The primary cause of the high number of retirement claims is the Trump administration’s efforts to reduce the size of government. OPM Director Scott Kupor recently cited that 317,000 federal employees left the government in 2025. OPM recently implemented a digital retirement application system. While processing digital claims is faster, many paper claims are still coming in from federal agencies as the government transitions to the digital system.
According to OPM Retirement Services (RS):
— In March RS Received 14,759 new retirement claims; of these 8,830 were digital and 5,929 were paper.
— In March digital cases were processed in 39 days, and paper claims were processed in 79 days.

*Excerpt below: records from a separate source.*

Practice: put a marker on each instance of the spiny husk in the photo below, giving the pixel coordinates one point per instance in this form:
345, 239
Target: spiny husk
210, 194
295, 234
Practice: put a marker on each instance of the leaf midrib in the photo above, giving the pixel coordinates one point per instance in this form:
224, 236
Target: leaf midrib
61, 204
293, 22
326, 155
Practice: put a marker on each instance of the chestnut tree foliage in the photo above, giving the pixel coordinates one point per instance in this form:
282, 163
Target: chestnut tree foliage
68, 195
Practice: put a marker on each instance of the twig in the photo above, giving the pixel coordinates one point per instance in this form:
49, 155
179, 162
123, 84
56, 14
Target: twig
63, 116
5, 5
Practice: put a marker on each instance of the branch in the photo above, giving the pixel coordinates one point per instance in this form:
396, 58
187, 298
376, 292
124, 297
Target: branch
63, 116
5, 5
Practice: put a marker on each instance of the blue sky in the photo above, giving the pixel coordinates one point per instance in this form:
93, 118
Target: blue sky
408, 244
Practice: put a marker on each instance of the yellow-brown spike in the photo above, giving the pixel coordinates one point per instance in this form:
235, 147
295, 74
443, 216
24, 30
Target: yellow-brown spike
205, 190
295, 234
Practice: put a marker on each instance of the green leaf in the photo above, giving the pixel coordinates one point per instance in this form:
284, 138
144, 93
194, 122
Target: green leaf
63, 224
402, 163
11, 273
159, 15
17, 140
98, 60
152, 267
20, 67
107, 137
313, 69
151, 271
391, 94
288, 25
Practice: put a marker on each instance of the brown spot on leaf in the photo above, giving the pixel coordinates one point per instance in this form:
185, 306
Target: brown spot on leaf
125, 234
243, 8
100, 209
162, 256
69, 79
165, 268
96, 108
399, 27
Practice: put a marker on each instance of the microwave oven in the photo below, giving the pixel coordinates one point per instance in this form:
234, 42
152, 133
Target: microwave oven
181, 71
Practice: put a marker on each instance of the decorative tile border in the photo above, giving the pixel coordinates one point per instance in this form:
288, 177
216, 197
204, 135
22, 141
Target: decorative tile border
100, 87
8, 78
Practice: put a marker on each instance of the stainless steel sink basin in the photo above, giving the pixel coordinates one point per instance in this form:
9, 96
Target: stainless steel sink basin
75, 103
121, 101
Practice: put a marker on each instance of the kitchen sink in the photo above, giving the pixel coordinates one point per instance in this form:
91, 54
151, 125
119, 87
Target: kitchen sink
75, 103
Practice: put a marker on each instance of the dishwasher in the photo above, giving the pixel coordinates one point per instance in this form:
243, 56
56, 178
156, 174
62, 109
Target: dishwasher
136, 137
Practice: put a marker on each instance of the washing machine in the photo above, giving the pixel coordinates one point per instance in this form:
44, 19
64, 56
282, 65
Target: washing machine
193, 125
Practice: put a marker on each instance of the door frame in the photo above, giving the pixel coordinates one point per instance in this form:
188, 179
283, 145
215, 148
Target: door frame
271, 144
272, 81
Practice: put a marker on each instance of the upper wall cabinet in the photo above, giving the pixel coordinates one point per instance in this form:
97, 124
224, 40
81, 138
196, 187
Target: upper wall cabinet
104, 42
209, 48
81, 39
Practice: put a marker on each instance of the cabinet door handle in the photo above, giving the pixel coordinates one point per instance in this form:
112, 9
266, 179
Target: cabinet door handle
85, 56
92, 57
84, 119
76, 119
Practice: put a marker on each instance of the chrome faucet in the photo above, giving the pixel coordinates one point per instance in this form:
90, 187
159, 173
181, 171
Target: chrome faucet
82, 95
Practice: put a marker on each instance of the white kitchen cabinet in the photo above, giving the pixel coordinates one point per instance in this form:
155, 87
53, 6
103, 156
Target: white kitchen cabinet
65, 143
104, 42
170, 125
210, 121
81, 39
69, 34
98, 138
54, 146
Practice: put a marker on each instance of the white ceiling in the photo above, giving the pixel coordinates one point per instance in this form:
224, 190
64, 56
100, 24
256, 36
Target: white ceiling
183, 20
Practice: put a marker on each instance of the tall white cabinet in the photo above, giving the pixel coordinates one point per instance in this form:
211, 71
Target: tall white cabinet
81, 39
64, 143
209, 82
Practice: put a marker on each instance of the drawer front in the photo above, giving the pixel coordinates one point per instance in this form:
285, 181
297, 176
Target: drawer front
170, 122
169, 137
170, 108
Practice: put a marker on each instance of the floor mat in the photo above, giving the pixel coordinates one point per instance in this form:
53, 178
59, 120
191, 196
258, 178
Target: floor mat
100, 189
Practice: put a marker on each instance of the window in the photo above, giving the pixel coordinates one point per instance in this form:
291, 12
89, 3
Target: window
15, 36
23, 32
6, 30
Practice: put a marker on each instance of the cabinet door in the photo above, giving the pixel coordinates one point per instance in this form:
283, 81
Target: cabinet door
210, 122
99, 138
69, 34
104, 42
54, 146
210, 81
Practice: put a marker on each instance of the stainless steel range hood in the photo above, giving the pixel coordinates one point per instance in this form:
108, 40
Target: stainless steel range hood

• In February RS Received 31,240 new retirement claims; of these 15,494 were digital and 15,746 were paper. The processing of digital cases is faster. With systematic checks of data, annuitants experience less delays due to missing information or incomplete packages.
•In February RS processed 18,149 new retirement claims; of these 7,054 were digital and 11,095 were paper.
•In February digital cases were processed in 34 days, and paper claims were processed in 95 days
OPM’s Processing Time of Retirement Applications
The monthly average processing time for February (including both digital and paper applications) decreased to 69 days, down from 72 in February. Note: The processing times are provided by OPM, and are an average. An individual applicant’s time may vary.
CSRS/FERS New Claims Processing Time
Below is the latest chart and table from OPM showing the progress for the several months.

OPM experiences its largest surges in retirement applications in January and February each year. OPM’s statistics indicate that about 26% of all retirement applications come in the first six weeks of the year.